In the last 12 months, 18 Starbucks locations have voted to unionize. Last month, a Staten Island Amazon warehouse voted to unionize. And after that, an Apple store in Atlanta filed a petition to unionize. These were seen as important moments in union efforts due to the size of these companies and the long-term impact on the larger corporate unionization effort.
But these efforts don’t stand alone. Petitions filed to the National Labor Relations Board (NLRB) to create unions increased 57% during the first six months of the 2022 fiscal year.
In a world where employees often feel helpless to negotiate with the corporations they work for, this makes sense. Unionization allows employees to work together as a group to collectively bargain with their management over a myriad of things.
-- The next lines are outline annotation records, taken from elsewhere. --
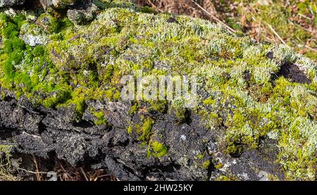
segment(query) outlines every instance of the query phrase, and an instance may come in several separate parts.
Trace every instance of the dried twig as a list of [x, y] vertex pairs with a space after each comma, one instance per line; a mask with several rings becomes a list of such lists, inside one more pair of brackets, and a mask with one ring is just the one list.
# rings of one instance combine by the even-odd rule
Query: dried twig
[[39, 165], [37, 164], [37, 158], [35, 158], [35, 156], [34, 154], [32, 154], [32, 156], [33, 157], [33, 162], [35, 165], [35, 170], [36, 170], [35, 175], [37, 177], [37, 181], [41, 181], [41, 175], [39, 173]]
[[266, 23], [266, 25], [268, 26], [268, 27], [271, 29], [271, 30], [272, 30], [272, 32], [274, 33], [274, 34], [275, 34], [276, 37], [278, 37], [278, 38], [280, 39], [280, 41], [281, 41], [281, 42], [283, 44], [286, 44], [285, 42], [284, 42], [284, 40], [282, 39], [282, 37], [280, 37], [280, 35], [278, 35], [278, 32], [276, 32], [276, 31], [274, 30], [274, 28], [268, 23]]
[[195, 2], [193, 0], [190, 0], [192, 3], [194, 3], [197, 7], [199, 7], [201, 10], [202, 10], [204, 12], [205, 12], [207, 15], [209, 15], [212, 19], [215, 20], [218, 23], [220, 23], [221, 25], [224, 25], [229, 31], [231, 32], [235, 32], [235, 30], [226, 25], [225, 23], [219, 20], [217, 17], [215, 15], [211, 14], [208, 11], [206, 11], [204, 8], [203, 8], [201, 5], [199, 5], [198, 3]]
[[23, 170], [23, 171], [27, 172], [30, 172], [32, 174], [35, 174], [35, 175], [37, 175], [37, 174], [47, 174], [48, 173], [47, 172], [38, 172], [38, 171], [35, 172], [35, 171], [28, 170], [26, 170], [24, 168], [17, 168], [17, 170]]
[[88, 177], [87, 177], [87, 175], [86, 175], [86, 173], [85, 173], [85, 171], [84, 171], [84, 169], [83, 169], [82, 168], [80, 168], [80, 170], [82, 171], [82, 175], [84, 175], [84, 177], [85, 177], [85, 179], [86, 180], [86, 181], [88, 182], [89, 180]]

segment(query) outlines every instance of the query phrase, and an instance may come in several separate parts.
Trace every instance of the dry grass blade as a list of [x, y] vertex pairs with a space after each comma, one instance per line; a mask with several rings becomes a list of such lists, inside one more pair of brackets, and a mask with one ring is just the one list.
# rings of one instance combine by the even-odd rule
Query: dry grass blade
[[217, 17], [214, 16], [213, 15], [211, 14], [209, 11], [207, 11], [204, 8], [203, 8], [201, 5], [199, 5], [198, 3], [195, 2], [193, 0], [190, 0], [193, 4], [194, 4], [197, 7], [199, 7], [200, 9], [201, 9], [204, 12], [205, 12], [208, 15], [209, 15], [212, 19], [217, 21], [217, 23], [220, 23], [221, 25], [224, 25], [229, 31], [231, 32], [235, 32], [235, 30], [226, 25], [225, 23], [219, 20]]
[[284, 42], [283, 39], [282, 39], [282, 37], [280, 37], [280, 36], [278, 34], [278, 32], [276, 32], [276, 31], [274, 30], [274, 28], [270, 25], [270, 24], [266, 24], [268, 27], [271, 29], [271, 30], [272, 30], [272, 32], [274, 33], [274, 34], [276, 35], [276, 37], [278, 37], [278, 38], [280, 39], [280, 41], [283, 44], [286, 44], [285, 42]]
[[32, 157], [33, 158], [33, 162], [35, 165], [35, 170], [36, 170], [35, 175], [37, 177], [37, 181], [41, 181], [42, 177], [41, 177], [41, 174], [39, 173], [39, 165], [37, 164], [37, 158], [34, 154], [32, 154]]

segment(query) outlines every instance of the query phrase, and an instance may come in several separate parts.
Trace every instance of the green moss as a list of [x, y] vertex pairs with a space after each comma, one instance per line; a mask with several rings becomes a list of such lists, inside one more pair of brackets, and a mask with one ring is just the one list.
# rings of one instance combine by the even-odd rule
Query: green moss
[[94, 116], [96, 116], [97, 120], [94, 121], [94, 124], [97, 125], [106, 125], [107, 120], [104, 118], [104, 111], [100, 112], [93, 112]]
[[208, 169], [209, 169], [209, 168], [210, 168], [211, 165], [211, 161], [210, 161], [210, 160], [207, 160], [207, 161], [205, 161], [204, 162], [204, 163], [203, 163], [203, 165], [202, 165], [202, 167], [203, 167], [204, 169], [208, 170]]
[[[243, 148], [256, 149], [262, 138], [274, 139], [280, 151], [278, 161], [287, 178], [313, 179], [315, 63], [287, 46], [257, 44], [206, 20], [178, 15], [178, 23], [170, 23], [166, 21], [170, 15], [142, 13], [130, 1], [99, 1], [99, 6], [106, 9], [85, 27], [49, 13], [32, 24], [23, 15], [0, 14], [0, 86], [36, 105], [73, 108], [80, 120], [88, 107], [86, 101], [120, 101], [120, 80], [134, 75], [134, 70], [142, 69], [144, 75], [194, 75], [199, 89], [197, 106], [186, 108], [184, 98], [178, 97], [171, 102], [145, 103], [151, 106], [147, 111], [166, 113], [169, 108], [167, 113], [178, 123], [188, 122], [189, 113], [198, 115], [205, 128], [216, 132], [223, 130], [217, 141], [223, 142], [224, 152], [232, 156], [240, 154]], [[282, 18], [287, 14], [283, 13]], [[277, 20], [274, 27], [279, 25], [277, 13], [270, 17]], [[32, 30], [42, 28], [48, 44], [26, 45], [20, 37], [25, 32], [21, 27], [27, 25], [33, 25]], [[302, 32], [297, 35], [306, 39]], [[273, 59], [267, 58], [269, 52], [274, 54]], [[285, 62], [306, 69], [311, 83], [276, 77]], [[132, 103], [130, 115], [144, 105], [142, 101]], [[97, 125], [106, 122], [101, 112], [92, 111], [97, 111]], [[161, 156], [168, 146], [153, 145], [154, 122], [145, 116], [128, 132], [137, 133], [142, 144]]]
[[152, 133], [152, 125], [154, 120], [150, 118], [147, 118], [143, 122], [143, 125], [137, 130], [137, 133], [140, 135], [139, 141], [143, 143], [147, 143], [149, 140], [150, 136]]
[[154, 141], [150, 142], [150, 149], [148, 151], [148, 157], [153, 156], [156, 158], [161, 158], [166, 155], [167, 151], [168, 149], [164, 144], [157, 141]]

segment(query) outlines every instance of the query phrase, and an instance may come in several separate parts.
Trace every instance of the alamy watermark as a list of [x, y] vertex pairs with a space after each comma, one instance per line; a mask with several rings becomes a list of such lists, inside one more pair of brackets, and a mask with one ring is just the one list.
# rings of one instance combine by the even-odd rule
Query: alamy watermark
[[196, 75], [144, 75], [136, 70], [134, 75], [123, 76], [120, 84], [123, 101], [180, 101], [185, 108], [197, 105]]

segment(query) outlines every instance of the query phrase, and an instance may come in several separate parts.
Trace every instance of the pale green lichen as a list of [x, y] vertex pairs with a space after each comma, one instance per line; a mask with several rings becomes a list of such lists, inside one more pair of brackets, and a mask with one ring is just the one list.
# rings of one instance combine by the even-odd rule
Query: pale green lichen
[[[35, 104], [75, 108], [80, 120], [87, 100], [120, 101], [120, 78], [133, 75], [134, 70], [142, 70], [144, 75], [195, 75], [203, 92], [197, 106], [185, 108], [179, 98], [148, 102], [150, 108], [173, 113], [178, 123], [187, 122], [192, 111], [210, 130], [225, 127], [218, 141], [232, 156], [246, 146], [257, 149], [262, 138], [278, 140], [278, 161], [285, 178], [315, 179], [315, 63], [285, 46], [257, 44], [206, 20], [144, 13], [125, 1], [99, 1], [107, 8], [86, 26], [74, 26], [49, 13], [27, 25], [23, 14], [1, 13], [0, 85]], [[170, 17], [178, 22], [168, 23]], [[42, 23], [44, 18], [49, 23]], [[21, 30], [26, 25], [32, 27]], [[47, 45], [32, 47], [19, 37], [20, 32], [39, 28], [47, 35]], [[273, 59], [267, 57], [269, 52]], [[297, 64], [311, 82], [277, 77], [284, 62]], [[137, 102], [133, 103], [130, 115], [139, 109]], [[99, 111], [94, 115], [97, 125], [106, 122]], [[128, 132], [137, 133], [151, 154], [162, 157], [168, 146], [151, 141], [154, 122], [147, 116]]]

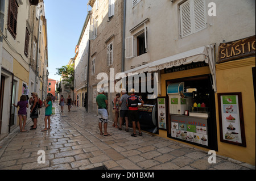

Most commonly unions negotiate wages, but they also help to negotiate things like worksite safety, vacation time and health insurance.
But what about the outdoor industry?
This is an industry that is famous for offering “lifestyle jobs.” In other words, employment in the industry is considered fun, and as such, there’s an often unstated belief that those who work in the industry shouldn’t make that much money because they’re compensated by their lifestyle.
But, of course, one’s lifestyle doesn’t put food on the table or pay the mortgage. And so, the outdoor industry hasn’t been immune from recent unionization efforts.
Early this year, 15 members of the Outside magazine editorial staff unionized. They felt that it was the only way to protect employees at the magazine from budget cuts and pay stagnation. Similarly, in March, workers at an REI store in Manhattan voted to unionize. Employees argued that they had no choice due to ongoing issues with workplace safety, training, scheduling and vacation time.
And though it might be new to the outdoor industry, writers and retail workers have engaged in union activity in the past. What is unique to this new union movement are efforts in more niche parts of the industry. Movement Crystal City in Arlington, Virginia just became the first indoor climbing gym to unionize. And there’s a fledgling movement for outdoor sales reps to unionize.
Ski patrollers have a longer history with unions. Park City, Crested Butte, Steamboat and Telluride all have union representation, and several other resorts have seen union movement amongst their patrollers. Colorado’s Breckenridge and Montana’s Big Sky recently developed ski patrol unions. And locally, patrollers just voted on a union contract at Steven’s Pass.
It’s within the ski patrol unions that we can really see the power of labor organization. The Park City Professional Ski Patrol Association negotiated a bump to a starting rate of $15 an hour last year. And this year, they were able to increase the average hourly rate for patrollers from $15.38 to $19 an hour. This was seen as a major win, but they had to threaten Vail Resorts with a strike during the high season to get there.
Building a union from scratch is tough. Most companies don’t want them and will do whatever they can to deter unionization. In addition to that, low wages and the transient nature of some workers in the outdoor industry can make it even harder. Employees may feel that a union isn’t worth their dues. Such a message can be amplified by managers that prefer to deal directly with employees and want to avoid the headache of union negotiations.
There is a bill in congress right now that could make it easier for those in the outdoor industry to unionize. The Protecting the Right to Organize Act (PRO) Act would make it harder for companies to “union bust” by expanding penalties to companies that engage in this behavior. It would close loopholes often used to exploit labor and it would make it easier to organize.
Though it would be good for those that would like to join unions, the PRO Act is struggling. In our deeply partisan environment, it’s unlikely to become law in the near future.
I’ve repeatedly noted that the outdoor industry is a $374 billion industry. There is a lot of money in outdoor recreation, but far too much of it stays at the top.
Of course, people do choose career paths in the industry because they find the work rewarding and they enjoy the lifestyle that comes with it. But a lifestyle simply isn’t equivalent to wages. Those of us in the industry are often told that we have the coolest job in the world. But shouldn’t the coolest job in the world allow one to live at a level somewhere above the poverty line?
Broad-spectrum unionization efforts throughout the outdoor industry could change that.